Non c’è più tempo da perdere! (Parte II)

, di Sergio Pistone

Non c'è più tempo da perdere! (Parte II)

La federazione europea subito è necessaria in primo luogo per realizzare un vero governo economico europeo, ma non è più prorogabile l’esigenza di un’Europa capace di agire efficacemente sul piano internazionale. Urgono le sfide globali le quali richiedono una più efficace ed equa governance economica e finanziaria a livello mondiale, una risposta ben più forte e rapida di quella attuale al degrado ecologico, un decisivo rafforzamento della capacità dell’organizzazione internazionale mondiale di contrastare il crescente disordine internazionale e la corsa agli armamenti.

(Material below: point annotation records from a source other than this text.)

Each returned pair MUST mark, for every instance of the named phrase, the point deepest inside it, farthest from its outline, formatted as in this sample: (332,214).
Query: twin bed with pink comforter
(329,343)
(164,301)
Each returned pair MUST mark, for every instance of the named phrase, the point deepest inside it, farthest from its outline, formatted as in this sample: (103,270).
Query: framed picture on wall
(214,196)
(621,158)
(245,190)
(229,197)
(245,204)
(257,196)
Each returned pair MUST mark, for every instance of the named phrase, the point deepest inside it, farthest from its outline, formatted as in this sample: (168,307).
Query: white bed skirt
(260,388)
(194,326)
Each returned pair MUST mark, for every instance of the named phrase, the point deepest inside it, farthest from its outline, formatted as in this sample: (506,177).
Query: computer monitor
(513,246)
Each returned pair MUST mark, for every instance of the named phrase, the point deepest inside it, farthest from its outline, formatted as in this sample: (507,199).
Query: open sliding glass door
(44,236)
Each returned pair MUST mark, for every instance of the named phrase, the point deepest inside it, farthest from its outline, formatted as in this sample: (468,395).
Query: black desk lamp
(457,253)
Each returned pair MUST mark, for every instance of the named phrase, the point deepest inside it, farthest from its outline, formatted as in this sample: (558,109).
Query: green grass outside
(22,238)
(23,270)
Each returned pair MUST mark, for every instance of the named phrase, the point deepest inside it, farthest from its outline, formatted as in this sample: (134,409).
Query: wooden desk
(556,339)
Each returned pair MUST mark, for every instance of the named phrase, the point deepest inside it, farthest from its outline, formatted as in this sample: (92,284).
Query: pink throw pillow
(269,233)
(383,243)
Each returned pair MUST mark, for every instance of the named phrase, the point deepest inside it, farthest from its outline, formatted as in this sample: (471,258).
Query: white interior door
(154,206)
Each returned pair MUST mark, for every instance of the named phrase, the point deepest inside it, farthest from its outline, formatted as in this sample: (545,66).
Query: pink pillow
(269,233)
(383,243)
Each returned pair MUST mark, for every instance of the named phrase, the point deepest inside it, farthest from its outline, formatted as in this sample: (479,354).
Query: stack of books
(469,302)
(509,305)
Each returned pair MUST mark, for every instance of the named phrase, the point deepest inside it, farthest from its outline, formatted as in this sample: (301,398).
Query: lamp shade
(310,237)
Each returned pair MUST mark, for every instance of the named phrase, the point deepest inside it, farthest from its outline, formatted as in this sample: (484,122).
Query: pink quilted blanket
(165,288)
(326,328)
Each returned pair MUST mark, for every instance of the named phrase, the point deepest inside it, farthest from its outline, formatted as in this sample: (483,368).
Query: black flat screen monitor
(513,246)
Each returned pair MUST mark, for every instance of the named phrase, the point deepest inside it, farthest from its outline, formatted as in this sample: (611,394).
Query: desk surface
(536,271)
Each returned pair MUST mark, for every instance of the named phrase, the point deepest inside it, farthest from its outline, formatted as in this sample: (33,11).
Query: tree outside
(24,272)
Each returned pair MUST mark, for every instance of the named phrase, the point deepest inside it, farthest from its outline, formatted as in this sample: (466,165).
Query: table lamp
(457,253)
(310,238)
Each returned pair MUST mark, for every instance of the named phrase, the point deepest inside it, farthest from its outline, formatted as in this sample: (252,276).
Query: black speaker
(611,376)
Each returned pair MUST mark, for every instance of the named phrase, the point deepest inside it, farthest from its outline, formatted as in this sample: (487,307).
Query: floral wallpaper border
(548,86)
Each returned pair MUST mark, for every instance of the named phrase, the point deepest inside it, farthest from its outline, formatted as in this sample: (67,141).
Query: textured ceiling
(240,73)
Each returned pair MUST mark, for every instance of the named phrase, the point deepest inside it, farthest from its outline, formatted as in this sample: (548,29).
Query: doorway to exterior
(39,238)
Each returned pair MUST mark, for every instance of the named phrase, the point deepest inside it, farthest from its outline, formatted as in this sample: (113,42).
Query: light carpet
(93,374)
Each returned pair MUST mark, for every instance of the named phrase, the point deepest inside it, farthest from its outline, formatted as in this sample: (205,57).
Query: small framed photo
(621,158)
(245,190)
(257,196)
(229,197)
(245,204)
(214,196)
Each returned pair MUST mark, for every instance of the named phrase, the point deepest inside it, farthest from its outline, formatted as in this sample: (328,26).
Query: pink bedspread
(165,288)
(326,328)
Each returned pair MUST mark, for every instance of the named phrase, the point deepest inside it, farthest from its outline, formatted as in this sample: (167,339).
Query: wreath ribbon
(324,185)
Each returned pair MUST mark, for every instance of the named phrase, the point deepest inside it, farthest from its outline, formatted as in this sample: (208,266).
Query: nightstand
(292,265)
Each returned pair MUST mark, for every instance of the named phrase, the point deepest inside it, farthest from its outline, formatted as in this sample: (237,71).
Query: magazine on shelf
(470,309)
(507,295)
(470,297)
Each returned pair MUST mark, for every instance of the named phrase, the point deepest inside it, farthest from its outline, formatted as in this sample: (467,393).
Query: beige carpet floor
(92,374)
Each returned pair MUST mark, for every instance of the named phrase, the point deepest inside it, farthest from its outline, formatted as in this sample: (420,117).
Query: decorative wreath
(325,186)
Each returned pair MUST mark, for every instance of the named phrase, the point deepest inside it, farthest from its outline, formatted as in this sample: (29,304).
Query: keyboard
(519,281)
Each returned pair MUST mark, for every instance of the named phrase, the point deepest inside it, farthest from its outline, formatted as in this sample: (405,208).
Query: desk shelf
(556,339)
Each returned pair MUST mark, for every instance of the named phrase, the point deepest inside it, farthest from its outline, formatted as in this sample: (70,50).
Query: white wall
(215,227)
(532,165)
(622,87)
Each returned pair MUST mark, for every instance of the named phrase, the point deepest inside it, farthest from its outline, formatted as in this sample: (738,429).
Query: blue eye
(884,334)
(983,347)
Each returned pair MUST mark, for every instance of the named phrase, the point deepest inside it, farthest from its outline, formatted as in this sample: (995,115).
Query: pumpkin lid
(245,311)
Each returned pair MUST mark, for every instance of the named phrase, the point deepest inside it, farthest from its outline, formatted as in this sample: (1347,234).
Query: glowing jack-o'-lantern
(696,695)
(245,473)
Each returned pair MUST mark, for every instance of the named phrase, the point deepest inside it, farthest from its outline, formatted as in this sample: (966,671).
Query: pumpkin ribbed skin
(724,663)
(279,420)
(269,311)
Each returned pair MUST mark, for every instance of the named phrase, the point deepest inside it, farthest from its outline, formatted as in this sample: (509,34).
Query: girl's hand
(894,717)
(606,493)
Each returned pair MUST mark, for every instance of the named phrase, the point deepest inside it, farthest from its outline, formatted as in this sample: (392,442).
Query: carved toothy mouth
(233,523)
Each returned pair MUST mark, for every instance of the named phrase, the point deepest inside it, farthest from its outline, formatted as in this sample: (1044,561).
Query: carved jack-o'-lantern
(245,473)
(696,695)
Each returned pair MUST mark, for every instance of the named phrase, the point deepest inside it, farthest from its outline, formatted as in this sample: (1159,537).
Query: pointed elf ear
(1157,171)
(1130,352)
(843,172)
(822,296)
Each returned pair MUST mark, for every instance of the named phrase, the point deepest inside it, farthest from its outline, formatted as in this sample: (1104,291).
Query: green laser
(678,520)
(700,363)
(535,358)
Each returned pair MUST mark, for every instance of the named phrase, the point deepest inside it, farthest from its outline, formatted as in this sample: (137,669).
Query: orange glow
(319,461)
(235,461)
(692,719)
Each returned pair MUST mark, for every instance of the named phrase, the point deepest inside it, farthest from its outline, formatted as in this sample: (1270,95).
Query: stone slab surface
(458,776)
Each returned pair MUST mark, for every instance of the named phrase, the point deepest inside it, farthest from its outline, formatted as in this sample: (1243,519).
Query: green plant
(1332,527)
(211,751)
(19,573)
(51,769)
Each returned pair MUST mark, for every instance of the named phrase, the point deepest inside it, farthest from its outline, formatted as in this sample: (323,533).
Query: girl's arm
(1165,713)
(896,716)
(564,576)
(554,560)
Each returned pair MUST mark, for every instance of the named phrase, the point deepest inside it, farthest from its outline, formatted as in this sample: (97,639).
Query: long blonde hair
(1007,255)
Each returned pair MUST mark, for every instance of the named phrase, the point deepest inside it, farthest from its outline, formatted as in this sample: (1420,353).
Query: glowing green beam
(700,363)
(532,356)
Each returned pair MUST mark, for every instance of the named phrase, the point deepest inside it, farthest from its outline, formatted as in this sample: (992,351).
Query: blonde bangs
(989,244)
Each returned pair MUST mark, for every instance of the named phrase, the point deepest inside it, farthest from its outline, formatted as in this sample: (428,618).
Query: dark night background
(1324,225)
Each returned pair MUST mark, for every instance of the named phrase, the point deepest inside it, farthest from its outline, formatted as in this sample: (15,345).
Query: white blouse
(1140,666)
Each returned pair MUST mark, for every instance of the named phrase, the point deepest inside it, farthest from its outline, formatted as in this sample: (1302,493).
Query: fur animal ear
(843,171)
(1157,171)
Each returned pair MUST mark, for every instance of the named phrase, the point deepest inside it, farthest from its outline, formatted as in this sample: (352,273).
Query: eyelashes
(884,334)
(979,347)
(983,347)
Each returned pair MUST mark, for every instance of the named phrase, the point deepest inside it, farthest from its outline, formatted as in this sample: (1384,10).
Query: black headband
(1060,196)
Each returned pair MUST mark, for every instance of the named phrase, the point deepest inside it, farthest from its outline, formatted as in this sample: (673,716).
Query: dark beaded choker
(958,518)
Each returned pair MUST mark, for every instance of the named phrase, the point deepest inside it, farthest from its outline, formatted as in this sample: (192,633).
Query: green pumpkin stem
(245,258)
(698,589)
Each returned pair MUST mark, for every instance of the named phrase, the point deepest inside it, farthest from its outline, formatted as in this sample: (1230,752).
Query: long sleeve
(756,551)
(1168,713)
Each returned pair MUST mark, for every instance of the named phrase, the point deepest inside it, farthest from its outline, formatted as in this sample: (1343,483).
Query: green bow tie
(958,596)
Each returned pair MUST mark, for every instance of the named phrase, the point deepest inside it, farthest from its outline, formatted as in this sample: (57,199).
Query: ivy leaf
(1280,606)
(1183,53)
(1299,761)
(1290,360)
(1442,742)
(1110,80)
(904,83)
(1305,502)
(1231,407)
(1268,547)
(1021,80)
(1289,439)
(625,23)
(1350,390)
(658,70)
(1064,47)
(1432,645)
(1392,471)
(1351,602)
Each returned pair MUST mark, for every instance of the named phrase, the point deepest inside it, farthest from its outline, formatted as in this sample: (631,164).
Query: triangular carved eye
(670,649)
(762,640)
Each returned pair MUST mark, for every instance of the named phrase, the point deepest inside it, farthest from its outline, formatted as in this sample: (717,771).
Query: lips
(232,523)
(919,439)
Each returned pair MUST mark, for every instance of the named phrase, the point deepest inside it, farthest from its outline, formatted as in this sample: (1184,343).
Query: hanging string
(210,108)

Urge la crisi nel Nord-Africa e nel Medio oriente, da cui rischia seriamente di emergere una catastrofe di dimensioni inaudite se non si interviene efficacemente e al più presto.

Dunque, l’Europa, che ha una vocazione strutturale ad agire come potenza civile, cioè a esportare nel mondo il processo di pacificazione che essa ha portato avanti, deve federalizzare la politica estera, di sicurezza e di difesa (in particolare: esercito unico, diplomazia unica, unificazione dell’aiuto allo sviluppo), per fornire il suo determinante contributo alla costruzione di un mondo più giusto, più pacifico ed ecologicamente sostenibile. Pertanto anche in considerazione dei risparmi che ciò comporterebbe e soprattutto del fatto che non si può realizzare in modo organico la solidarietà economico finanziaria e quindi fiscale sul piano sopranazionale europeo senza costruire la solidarietà nel campo della sicurezza, la federalizzazione graduale ma effettiva degli strumenti di azione internazionale dell’Europa dovrà essere contenuta nel trattato costituzionale che dovrà dar vita al governo economico europeo.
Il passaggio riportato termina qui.